* Re: 2.6.38-rc1 problems with khugepaged
2011-01-21 19:17 ` Andrea Arcangeli
@ 2011-01-21 21:14 ` Steven Rostedt
2011-01-22 2:12 ` [PATCH] thp: fix PARAVIRT x86 32bit noPAE Andrea Arcangeli
1 sibling, 0 replies; 5+ messages in thread
From: Steven Rostedt @ 2011-01-21 21:14 UTC (permalink / raw)
To: Andrea Arcangeli
Cc: werner, akpm, hannes, idryomov, linux-kernel, torvalds,
Minchan Kim, Johannes Weiner
[ annoying plug ]
On Fri, 2011-01-21 at 20:17 +0100, Andrea Arcangeli wrote:
> On Fri, Jan 21, 2011 at 06:43:44AM -0400, werner wrote:
> > 2.6.38-rc1-git1 runs normally with khugepaged switched
> > OFF. Thus, khugepaged is the problem; as said if
> > switched it on, during boot the computer becomes very slow
> > and sticks almost. wl
>
> Sorry, looks like x86 32bit THP wasn't tested in all possible .config
> (32bit support is upstream-only feature and because of lower userbase
> it also got a lot less testing than 64bit support).
>
> Does it make any difference if you both disable CONFIG_PARAVIRT and
> enable HIGHMEM64?
>
> For now keep THP off on 32bit, it should be trivial to reproduce so
> fix will come soon.
>
> Minchan info shows it's an 32bit arch bug so don't be too worried
> about it because it can't affect 64bit builds and it's not common code
> bug and we'll fix it ASAP.
Just want to mention that ktest.pl was included in this release, just
for this purpose :)
It does randconfigs (and other nice features) and will test various
kernels. All you need is to have a test machine that can be remotely
booted and have its console read via stdio from another machine.
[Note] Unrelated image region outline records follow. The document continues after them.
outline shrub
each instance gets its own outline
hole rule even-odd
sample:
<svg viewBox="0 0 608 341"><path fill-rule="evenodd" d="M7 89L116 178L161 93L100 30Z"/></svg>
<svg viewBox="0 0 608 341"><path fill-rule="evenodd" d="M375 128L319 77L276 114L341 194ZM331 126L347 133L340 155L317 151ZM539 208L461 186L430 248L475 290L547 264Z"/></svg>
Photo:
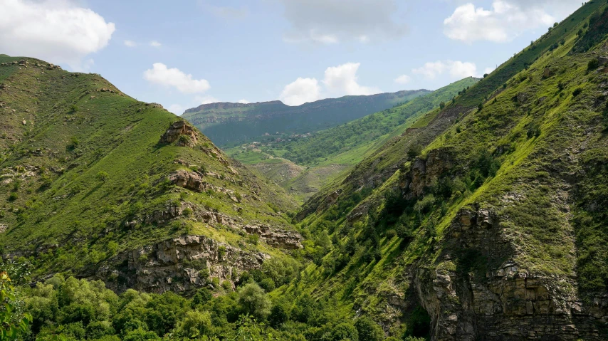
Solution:
<svg viewBox="0 0 608 341"><path fill-rule="evenodd" d="M211 336L213 329L213 322L209 312L189 311L177 323L175 334L188 338L199 338L202 336ZM205 337L203 340L207 339Z"/></svg>
<svg viewBox="0 0 608 341"><path fill-rule="evenodd" d="M264 320L271 313L270 298L259 285L253 283L243 286L239 291L239 305L246 313Z"/></svg>
<svg viewBox="0 0 608 341"><path fill-rule="evenodd" d="M105 183L108 181L108 179L110 177L110 175L108 175L107 172L101 171L97 174L95 177L97 177L98 180Z"/></svg>
<svg viewBox="0 0 608 341"><path fill-rule="evenodd" d="M360 318L355 322L355 327L360 340L382 341L384 338L382 328L369 318Z"/></svg>
<svg viewBox="0 0 608 341"><path fill-rule="evenodd" d="M258 243L260 242L260 236L256 234L250 234L247 236L247 241L253 245L258 245Z"/></svg>
<svg viewBox="0 0 608 341"><path fill-rule="evenodd" d="M420 153L422 152L422 146L416 143L412 145L409 147L409 149L407 151L407 158L409 159L414 159L418 155L420 155Z"/></svg>
<svg viewBox="0 0 608 341"><path fill-rule="evenodd" d="M337 325L332 330L331 337L327 340L328 341L342 341L344 340L359 341L359 333L354 325L345 322Z"/></svg>
<svg viewBox="0 0 608 341"><path fill-rule="evenodd" d="M587 64L587 70L591 71L592 70L597 69L598 66L599 66L599 61L597 58L593 58L589 61L589 63Z"/></svg>
<svg viewBox="0 0 608 341"><path fill-rule="evenodd" d="M391 229L390 230L387 231L387 239L392 239L397 236L397 231L394 229Z"/></svg>
<svg viewBox="0 0 608 341"><path fill-rule="evenodd" d="M582 88L577 88L572 91L572 96L577 97L582 93Z"/></svg>
<svg viewBox="0 0 608 341"><path fill-rule="evenodd" d="M177 144L180 146L189 146L192 143L192 139L188 135L179 135L177 138Z"/></svg>
<svg viewBox="0 0 608 341"><path fill-rule="evenodd" d="M268 278L263 279L262 281L260 282L260 286L262 287L266 293L270 293L276 288L274 280L273 280L272 278Z"/></svg>

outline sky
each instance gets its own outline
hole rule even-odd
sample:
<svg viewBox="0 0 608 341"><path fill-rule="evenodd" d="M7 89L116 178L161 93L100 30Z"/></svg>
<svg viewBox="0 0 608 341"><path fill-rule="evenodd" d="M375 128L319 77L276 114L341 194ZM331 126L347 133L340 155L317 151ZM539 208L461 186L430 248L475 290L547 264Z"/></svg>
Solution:
<svg viewBox="0 0 608 341"><path fill-rule="evenodd" d="M169 111L298 105L481 77L581 0L0 0L0 53Z"/></svg>

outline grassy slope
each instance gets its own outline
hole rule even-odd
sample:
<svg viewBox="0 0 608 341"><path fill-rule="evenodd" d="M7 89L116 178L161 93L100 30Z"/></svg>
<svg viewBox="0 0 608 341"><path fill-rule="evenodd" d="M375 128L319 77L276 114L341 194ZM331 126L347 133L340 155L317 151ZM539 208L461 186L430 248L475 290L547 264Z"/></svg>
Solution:
<svg viewBox="0 0 608 341"><path fill-rule="evenodd" d="M297 107L286 106L280 102L231 104L222 107L216 107L221 104L213 104L206 105L200 112L187 112L184 117L199 127L214 143L227 147L263 138L287 138L293 134L327 129L427 93L429 90L419 90L369 96L345 96ZM238 106L231 107L234 105ZM271 135L264 137L266 134Z"/></svg>
<svg viewBox="0 0 608 341"><path fill-rule="evenodd" d="M226 152L241 162L253 165L296 199L306 200L387 141L404 133L424 112L439 107L441 102L451 100L477 80L466 78L406 104L323 130L309 138L273 143L256 151L236 147ZM300 174L292 173L295 176L290 178L275 177L276 173L285 173L293 162L307 168Z"/></svg>
<svg viewBox="0 0 608 341"><path fill-rule="evenodd" d="M20 59L1 57L0 63ZM180 201L230 216L240 206L245 221L289 226L273 209L293 209L288 196L229 161L238 172L233 174L208 154L214 147L206 137L200 135L194 148L159 144L179 120L175 115L120 93L99 75L46 70L34 65L43 62L28 61L28 68L0 66L0 81L7 85L0 90L0 224L7 226L0 234L3 253L37 254L32 259L38 273L77 273L121 250L210 231L187 219L171 228L125 227L127 221ZM114 92L98 91L102 88ZM219 192L197 194L168 184L169 174L188 167L177 159L219 174L224 179L205 181L245 199L236 204ZM100 179L100 172L107 180ZM54 252L38 252L53 244L59 246Z"/></svg>
<svg viewBox="0 0 608 341"><path fill-rule="evenodd" d="M378 182L386 181L397 169L400 164L407 161L404 151L409 150L414 145L426 146L440 136L454 122L477 107L484 99L491 99L503 90L503 85L519 72L531 65L534 61L548 52L552 46L559 46L563 39L571 38L583 22L602 6L599 1L591 1L573 13L559 26L544 34L534 44L525 48L500 65L488 77L458 96L443 110L434 110L427 113L421 120L412 125L417 129L389 141L378 148L362 162L357 164L347 177L338 177L325 188L313 196L304 205L299 217L305 216L313 211L323 200L337 188L342 188L352 194L362 186L375 187ZM345 181L347 180L347 181ZM373 180L373 181L372 181Z"/></svg>
<svg viewBox="0 0 608 341"><path fill-rule="evenodd" d="M329 186L323 192L325 194L337 188L345 191L337 204L320 214L300 216L306 216L301 224L305 234L308 231L314 235L327 221L337 226L335 236L332 236L332 251L323 261L306 270L303 276L306 289L285 287L276 295L303 290L320 296L329 293L340 298L344 307L363 311L391 325L392 332L400 335L412 327L407 325L415 315L409 300L414 295L412 266L454 266L435 263L434 260L449 248L443 234L456 212L471 206L498 212L503 236L518 248L512 256L521 268L528 269L533 276L563 276L565 280L560 285L570 293L577 292L585 297L605 293L606 283L602 278L607 278L608 251L603 241L605 235L602 236L607 220L605 211L598 208L605 205L608 188L605 167L608 142L604 127L608 127L608 118L602 94L607 77L602 71L587 71L587 61L594 54L568 56L577 40L575 32L583 26L586 18L604 6L603 2L587 4L553 30L554 33L567 31L566 34L550 33L535 44L547 48L539 51L537 47L519 53L456 100L452 108L458 105L472 106L486 96L490 99L482 110L473 109L454 124L447 125L441 133L434 134L435 137L429 134L426 138L424 154L441 147L452 151L455 157L455 166L441 177L458 179L466 187L445 198L436 194L435 200L427 201L431 203L429 213L416 218L414 200L402 204L402 215L397 221L387 219L384 198L397 188L403 175L395 169L381 183L377 182L373 192L359 205L371 207L362 222L352 225L345 219L361 200L360 194L357 199L354 197L357 192L352 192L365 184L365 181L358 182L368 172L377 174L403 159L401 154L412 140L421 141L420 132L389 142L350 175ZM565 44L550 52L548 47L562 38ZM529 69L524 70L523 61L535 59ZM543 78L545 68L553 73L546 79ZM507 74L512 78L505 78ZM508 84L506 88L499 91L495 100L491 95L504 83ZM563 90L559 90L560 83L564 85ZM575 96L578 88L581 92ZM517 100L520 93L527 94L521 103ZM428 130L450 110L432 112L414 125L419 130ZM540 130L536 130L537 127ZM536 131L540 132L538 137ZM478 174L471 179L471 172L478 172L476 159L481 149L488 151L500 166L496 176L491 174L485 181ZM409 167L409 162L402 167L404 171ZM580 174L585 176L575 175ZM481 182L476 184L476 179ZM426 193L432 190L427 189ZM315 203L323 199L323 195L308 204L316 208L318 204ZM520 199L508 199L513 196ZM419 198L418 202L424 199ZM412 236L403 239L389 232L400 228L409 229ZM374 260L366 255L374 249L373 241L368 241L375 238L379 258ZM359 246L352 251L350 245L353 243ZM340 263L345 257L345 263ZM456 267L472 262L473 270L485 276L483 271L491 263L484 262L491 261L484 259L456 258L454 261ZM570 286L570 278L575 276L579 276L577 288ZM394 297L404 300L406 305L397 309L388 304L389 298Z"/></svg>

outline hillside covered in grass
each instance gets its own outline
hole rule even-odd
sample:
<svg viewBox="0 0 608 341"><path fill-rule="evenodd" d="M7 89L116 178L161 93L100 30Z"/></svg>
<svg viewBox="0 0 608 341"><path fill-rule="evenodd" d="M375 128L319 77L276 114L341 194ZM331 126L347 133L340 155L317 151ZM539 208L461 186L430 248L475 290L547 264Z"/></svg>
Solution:
<svg viewBox="0 0 608 341"><path fill-rule="evenodd" d="M427 111L445 106L478 81L454 83L401 105L306 136L266 137L226 153L306 199L389 140L403 134Z"/></svg>
<svg viewBox="0 0 608 341"><path fill-rule="evenodd" d="M605 8L587 3L305 204L301 233L332 246L303 292L393 335L605 339Z"/></svg>
<svg viewBox="0 0 608 341"><path fill-rule="evenodd" d="M587 2L300 209L255 173L301 166L250 172L98 75L2 56L1 326L26 340L608 339L607 22L608 4ZM261 164L257 149L243 162Z"/></svg>
<svg viewBox="0 0 608 341"><path fill-rule="evenodd" d="M182 117L222 148L266 137L288 138L327 129L392 107L430 91L417 90L327 98L289 106L281 101L211 103L188 109Z"/></svg>
<svg viewBox="0 0 608 341"><path fill-rule="evenodd" d="M35 278L188 291L298 248L289 196L160 105L33 58L0 84L0 248Z"/></svg>

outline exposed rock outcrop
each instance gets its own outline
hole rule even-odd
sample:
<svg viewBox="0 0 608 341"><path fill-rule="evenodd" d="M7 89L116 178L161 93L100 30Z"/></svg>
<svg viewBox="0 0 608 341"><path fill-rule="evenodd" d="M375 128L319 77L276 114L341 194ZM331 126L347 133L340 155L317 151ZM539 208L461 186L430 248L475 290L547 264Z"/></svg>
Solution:
<svg viewBox="0 0 608 341"><path fill-rule="evenodd" d="M180 140L182 135L187 136L189 139ZM189 141L188 141L189 140ZM179 140L179 141L178 141ZM196 133L194 128L186 123L186 121L177 121L171 125L171 127L160 137L160 143L173 143L178 141L180 145L192 147L196 144Z"/></svg>
<svg viewBox="0 0 608 341"><path fill-rule="evenodd" d="M302 236L295 231L285 230L257 223L245 224L239 218L234 218L226 214L193 205L182 203L179 206L167 203L162 209L158 209L147 214L139 221L127 221L125 226L134 226L138 223L148 225L161 225L173 219L184 216L184 209L189 209L189 218L197 221L205 223L211 226L219 225L229 227L241 234L257 234L260 239L273 246L285 249L302 248Z"/></svg>
<svg viewBox="0 0 608 341"><path fill-rule="evenodd" d="M117 292L134 288L187 293L209 285L209 278L234 285L243 271L259 268L268 258L204 236L183 236L121 253L100 268L95 277Z"/></svg>
<svg viewBox="0 0 608 341"><path fill-rule="evenodd" d="M573 278L520 268L508 258L515 251L500 230L491 209L463 209L436 266L417 270L414 285L431 316L432 340L601 340L592 321L608 319L608 300L584 308ZM488 268L463 268L471 255Z"/></svg>
<svg viewBox="0 0 608 341"><path fill-rule="evenodd" d="M330 193L325 197L323 203L317 208L317 213L318 214L323 211L323 210L330 208L336 202L336 201L337 201L337 198L340 194L342 194L342 189L338 189L337 191L334 191Z"/></svg>
<svg viewBox="0 0 608 341"><path fill-rule="evenodd" d="M410 170L402 175L399 187L406 199L420 196L424 194L425 187L453 165L453 155L449 149L439 148L431 150L426 157L419 157L412 162Z"/></svg>

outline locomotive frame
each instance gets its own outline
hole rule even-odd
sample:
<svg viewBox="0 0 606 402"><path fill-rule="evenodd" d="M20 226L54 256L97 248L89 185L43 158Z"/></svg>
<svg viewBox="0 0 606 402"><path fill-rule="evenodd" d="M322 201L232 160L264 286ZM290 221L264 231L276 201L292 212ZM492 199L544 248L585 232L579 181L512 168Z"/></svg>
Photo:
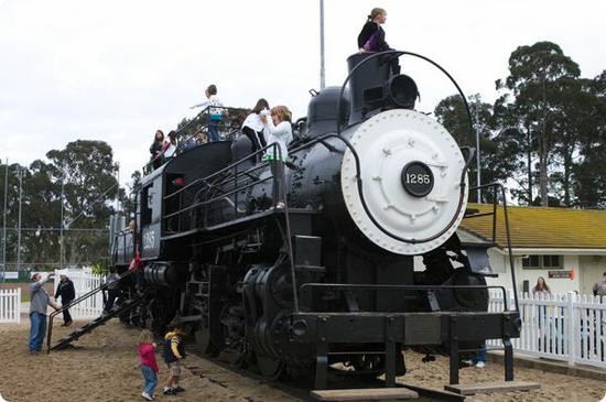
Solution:
<svg viewBox="0 0 606 402"><path fill-rule="evenodd" d="M268 173L267 163L251 162L275 144L238 155L238 141L208 143L180 153L143 177L134 203L134 235L118 233L112 248L112 262L119 271L128 269L137 251L145 264L138 282L140 289L145 287L150 303L136 313L148 318L139 324L151 325L160 332L176 316L192 325L196 343L206 354L216 356L224 351L234 363L255 363L266 377L273 379L285 372L305 377L312 368L316 389L327 388L328 368L333 362L346 362L361 374L385 373L386 385L392 387L396 377L405 372L402 347L416 348L428 355L446 352L450 382L457 384L462 356L477 349L486 339L500 338L505 349L505 380L513 380L510 339L519 337L521 326L517 293L515 291L515 309L509 309L505 289L487 286L479 273L486 268L486 249L496 245L494 239L491 243L462 243L453 236L445 246L424 253L428 264L434 268L425 276L416 275L412 258L378 250L358 233L348 233L355 238L347 239L339 232L342 226L346 230L354 230L356 226L343 211L335 213L336 202L331 198L336 191L329 183L331 177L310 174L301 178L312 170L312 162L321 160L318 155L328 160L333 154L343 157L349 151L355 160L356 185L364 208L374 224L381 226L374 220L364 200L356 146L343 132L360 127L385 110L413 108L410 91L413 89L415 95L416 87L414 82L413 87L410 86L410 77L400 79L405 90L400 88L403 94L392 96L396 105L387 107L385 99L398 89L396 85L385 89L383 104L378 108L372 109L377 98L364 98L366 95L362 95L364 108L355 109L356 105L350 105L348 116L343 105L348 101L346 85L366 64L375 63L375 67L383 68L382 65L389 63L379 63L379 59L401 55L418 56L437 66L465 100L456 82L424 56L400 51L353 56L350 73L339 88L336 102L334 98L328 99L335 111L333 120L314 121L316 130L320 127L315 137L300 137L299 145L289 152L293 161L291 176L284 177L281 185L292 194L289 192L284 209L267 209L271 197L266 187L273 177ZM389 85L394 83L394 77L388 78ZM364 84L356 83L353 87ZM351 104L356 102L355 97L351 95ZM310 124L307 132L312 131ZM245 143L240 149L246 146ZM458 183L459 209L464 192L468 191L466 171L472 159L473 150L468 150ZM326 171L334 167L334 162L323 163L321 167ZM321 188L318 192L325 192L320 204L302 202L304 197L296 193L297 188L312 184ZM495 194L500 191L502 195L510 252L505 189L498 184L481 187L493 188ZM488 215L494 216L496 228L496 196L494 204L494 213ZM457 209L455 218L458 215ZM486 215L470 213L465 218ZM441 228L435 238L446 233L455 225L455 218L448 227ZM364 248L356 249L359 245ZM454 260L462 263L462 268L453 268L447 252L456 254ZM510 264L512 261L510 258ZM342 270L342 265L347 268ZM511 274L515 283L513 269ZM433 283L439 279L439 283ZM486 311L485 297L490 287L504 293L504 312ZM129 289L140 291L134 286ZM338 308L332 309L334 306Z"/></svg>

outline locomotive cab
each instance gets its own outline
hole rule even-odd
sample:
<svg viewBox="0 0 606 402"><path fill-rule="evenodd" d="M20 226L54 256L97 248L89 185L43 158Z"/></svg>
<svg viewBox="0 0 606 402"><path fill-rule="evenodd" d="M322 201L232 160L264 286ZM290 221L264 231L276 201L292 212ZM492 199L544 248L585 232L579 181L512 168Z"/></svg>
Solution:
<svg viewBox="0 0 606 402"><path fill-rule="evenodd" d="M194 227L193 211L183 211L182 206L199 196L204 177L230 162L230 142L210 142L184 151L141 180L137 216L144 261L170 260L184 252L180 247L166 247L171 235Z"/></svg>

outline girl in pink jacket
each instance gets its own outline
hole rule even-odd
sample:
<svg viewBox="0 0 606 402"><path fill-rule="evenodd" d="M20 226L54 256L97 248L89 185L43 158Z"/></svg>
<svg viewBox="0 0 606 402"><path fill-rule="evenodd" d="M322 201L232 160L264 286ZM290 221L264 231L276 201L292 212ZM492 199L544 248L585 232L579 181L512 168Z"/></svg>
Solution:
<svg viewBox="0 0 606 402"><path fill-rule="evenodd" d="M153 401L153 390L158 384L158 362L155 361L155 344L149 329L143 329L139 336L139 356L141 357L141 372L143 373L143 392L145 401Z"/></svg>

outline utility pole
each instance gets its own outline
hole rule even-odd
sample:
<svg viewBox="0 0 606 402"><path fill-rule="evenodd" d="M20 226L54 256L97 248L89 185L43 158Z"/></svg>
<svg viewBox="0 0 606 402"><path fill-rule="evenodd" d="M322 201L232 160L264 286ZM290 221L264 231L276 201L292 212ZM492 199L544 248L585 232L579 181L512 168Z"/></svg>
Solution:
<svg viewBox="0 0 606 402"><path fill-rule="evenodd" d="M326 86L324 77L324 0L320 0L320 89Z"/></svg>
<svg viewBox="0 0 606 402"><path fill-rule="evenodd" d="M7 157L7 165L4 166L4 222L2 229L2 268L4 274L2 275L2 282L7 282L7 202L9 196L9 159Z"/></svg>
<svg viewBox="0 0 606 402"><path fill-rule="evenodd" d="M59 226L59 250L58 250L58 269L63 270L63 194L65 192L65 172L61 178L61 226Z"/></svg>
<svg viewBox="0 0 606 402"><path fill-rule="evenodd" d="M23 193L23 174L21 166L17 167L17 174L19 176L19 230L17 232L17 272L21 270L21 199Z"/></svg>
<svg viewBox="0 0 606 402"><path fill-rule="evenodd" d="M477 203L481 203L481 189L479 188L479 186L481 185L481 175L480 175L480 171L479 171L479 156L480 156L480 152L479 152L479 118L478 118L478 112L479 112L479 107L480 107L480 104L479 104L479 100L476 99L476 170L477 170L477 183L478 183L478 198L477 198ZM505 200L504 200L505 202Z"/></svg>

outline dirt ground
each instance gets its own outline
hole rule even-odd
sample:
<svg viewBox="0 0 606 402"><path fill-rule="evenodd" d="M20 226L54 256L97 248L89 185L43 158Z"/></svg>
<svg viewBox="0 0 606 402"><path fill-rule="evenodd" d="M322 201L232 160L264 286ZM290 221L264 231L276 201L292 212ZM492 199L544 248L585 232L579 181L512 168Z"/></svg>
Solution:
<svg viewBox="0 0 606 402"><path fill-rule="evenodd" d="M136 351L139 330L112 319L85 335L76 348L39 354L28 352L29 323L0 325L0 394L8 402L30 401L142 401L142 377ZM67 330L55 327L55 339ZM447 382L447 359L421 362L421 355L407 352L408 373L399 381L442 389ZM158 355L161 362L161 356ZM166 374L160 365L160 380ZM273 402L296 399L239 376L207 360L190 355L183 370L185 392L176 396L159 395L166 401ZM461 371L461 382L498 381L502 366L488 363L484 369ZM529 392L469 396L467 401L599 401L606 394L606 382L517 368L516 379L539 382L542 388ZM156 389L161 392L161 384ZM2 401L0 399L0 401Z"/></svg>

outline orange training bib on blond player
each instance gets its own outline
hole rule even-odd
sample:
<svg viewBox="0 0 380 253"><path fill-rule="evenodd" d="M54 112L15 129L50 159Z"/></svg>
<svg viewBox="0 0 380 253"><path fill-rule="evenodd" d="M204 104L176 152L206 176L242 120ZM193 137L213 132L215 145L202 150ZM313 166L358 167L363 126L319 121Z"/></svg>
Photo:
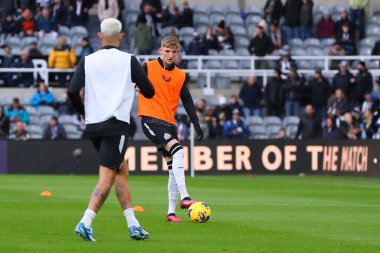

This happened to be how I triggered the bug.
I would be happy to help anyone set it up. The config I used to test my
box to do 10 runs of randconfig with a minimal config to make it boot,
and then 10 runs of randconfig with the minimal config to make it boot
and enable networking:
-----
MACHINE = mitest
# The TEST_START can override most defaults
# do ten boot tests (minimum forced config settings as possible)
TEST_START ITERATE 10
TEST_TYPE = boot
BUILD_TYPE = randconfig
MIN_CONFIG = /home/rostedt/work/autotest/configs/mitest/config-mitest-min
CHECKOUT = origin/master
# do ten boot and ssh hackbench tests (need network configs set)
TEST_START ITERATE 10
TEST_TYPE = TEST
BUILD_TYPE = randconfig
MIN_CONFIG = /home/rostedt/work/autotest/configs/mitest/config-mitest-net
CHECKOUT = origin/master
TEST = ssh root@mitest /work/c/hackbench_32 50
# defaults to use when watching test (SKIP will make ktest ignore it)
DEFAULTS SKIP
REBOOT_ON_ERROR = 1
POWEROFF_ON_ERROR = 0
POWEROFF_ON_SUCCESS = 0
REBOOT_ON_SUCCESS = 1
DIE_ON_FAILURE = 1
#defaults to kick off at night, and shut down at the end
DEFAULTS
REBOOT_ON_ERROR = 0
POWEROFF_ON_ERROR = 1
POWEROFF_ON_SUCCESS = 1
REBOOT_ON_SUCCESS = 0
DIE_ON_FAILURE = 0
STORE_FAILURES = /home/rostedt/work/autotest/nobackup/failures
# defaults for all tests
DEFAULTS
POWEROFF_AFTER_HALT = 60
CLEAR_LOG = 1
MIN_CONFIG = /home/rostedt/work/autotest/configs/mitest/config-mitest-min
SSH_USER = root
BUILD_DIR = /home/rostedt/work/autotest/nobackup/linux-test.git
OUTPUT_DIR = /home/rostedt/work/autotest/nobackup/mitest
BUILD_TARGET = arch/x86/boot/bzImage
TARGET_IMAGE = /boot/vmlinuz-test
POWER_CYCLE = /home/rostedt/work/autotest/cycle-mxtest
CONSOLE = nc -d fedora 3001
LOCALVERSION = -test
GRUB_MENU = Test Kernel
MAKE_CMD = distmake-32 ARCH=i386
POWER_OFF = /home/rostedt/work/autotest/poweroff-mxtest
BUILD_OPTIONS = -j20
LOG_FILE = /home/rostedt/work/autotest/nobackup/mitest/mitest.log
TEST = ssh root@mitest cat /debug/tracing/trace
ADD_CONFIG = /home/rostedt/work/autotest/configs/config-broken /home/rostedt/work/autotest/config-general
-----
-- Steve
^ permalink raw reply [flat|nested] 5+ messages in thread
* [PATCH] thp: fix PARAVIRT x86 32bit noPAE
2011-01-21 19:17 ` Andrea Arcangeli
2011-01-21 21:14 ` Steven Rostedt
@ 2011-01-22 2:12 ` Andrea Arcangeli
2011-01-22 3:18 ` Minchan Kim
1 sibling, 1 reply; 5+ messages in thread
From: Andrea Arcangeli @ 2011-01-22 2:12 UTC (permalink / raw)
To: werner
Cc: akpm, hannes, idryomov, rostedt, linux-kernel, torvalds,
Minchan Kim, Johannes Weiner
I reproduced your 32bit x86 problem with an initramfs with a hugepage
benchmark placed as /init inside KVM (not exactly an extensive test
but it was trivial to reproduce). I tested below fix with HIGHMEM4G
and HIGHMEM64G with PARAVIRT=y (and verified setting PARAVIRT=n fixed
it, in other email Minchan also verified that setting HIGHMEM64G=y
also fixed it, to confirm my theory the problem was the below #ifdef).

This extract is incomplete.